William Roberts, MD, PhD, medical director of the automated core laboratory at ARUP Laboratories, Salt Lake City, is another experienced hand at reporting eAGs. “We’ve been reporting estimated average glucose at least five years, before that was even the accepted name,” says Dr. Roberts, who’s also professor of pathology, University of Utah. The lab started using an equation derived from the DCCT study, but recently switched to the ADAG one. He considers the differences between the two to be minor, and says clinicians have not commented on the change.
The lab started reporting the eAGs at the request of one client. That led to conversations with ARUP endocrinologists and the decision that reporting them more widely would be helpful. “If clinicians would like to use it, they can. If they choose not to use it, they can just ignore it.”
He’s not aware of any downsides. “I would think after five years, that if there were major problems, if we caused any problems for patients in particular, we would have heard about it. And that has not happened,” says Dr.
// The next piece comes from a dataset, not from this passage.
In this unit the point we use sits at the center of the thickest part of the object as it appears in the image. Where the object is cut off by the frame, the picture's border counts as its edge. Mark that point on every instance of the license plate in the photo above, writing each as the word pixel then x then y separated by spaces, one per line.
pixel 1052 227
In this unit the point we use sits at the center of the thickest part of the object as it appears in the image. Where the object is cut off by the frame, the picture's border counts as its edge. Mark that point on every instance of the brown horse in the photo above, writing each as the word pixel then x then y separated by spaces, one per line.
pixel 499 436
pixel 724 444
Roberts.
If the eAG story sounds a little familiar, it’s because it’s been told before, though with a different cast of characters.
Pathologists may be reminded of the push to report estimated glomerular filtration rate, or eGFR. That’s the other parameter frequently invoked as labs think about reporting eAGs, and it may have some fleeing for the exits.
“That was a horrific equation to implement,” says Dr. Horowitz. It took its toll on LISs because of the multiple variables involved. By comparison, eAGs could be done by Shakers. Every A1c gets converted the same way, with a simple, linear equation.
Nor will the information deluge overwhelm labs the way eGFRs have, Dr. Horowitz says. Some patients have multiple creatinines measured daily. “Some labs, like ours, didn’t want to report an eGFR with every one of them.” Patients with diabetes will need eAGs reported only two to four times a year.
What about from an IS standpoint? “They’ll make a big deal out of it, but this is as easy as it gets,” says Dr. Horowitz.
“It’s trivial,” says one pathologist, before backing down slightly.
“Don’t use ‘trivial’—that makes the IT people crazy.”
Dr. Horowitz says the eGFR, with its complex programming requirements, may have caught IT people unawares. “That’s why it may be worth saying this is nothing like the eGFR. The only thing it shares with estimated GFR is the little ‘e,’” says Dr. Horowitz.
Here’s where the answer to the opening quiz would normally be provided. But Dr. Horowitz argues against doing so.
“Give them the equation instead,” he says. “That’s how we’ll need to educate our clinicians.”
Karen Titus is CAP TODAY contributing editor and co-managing editor.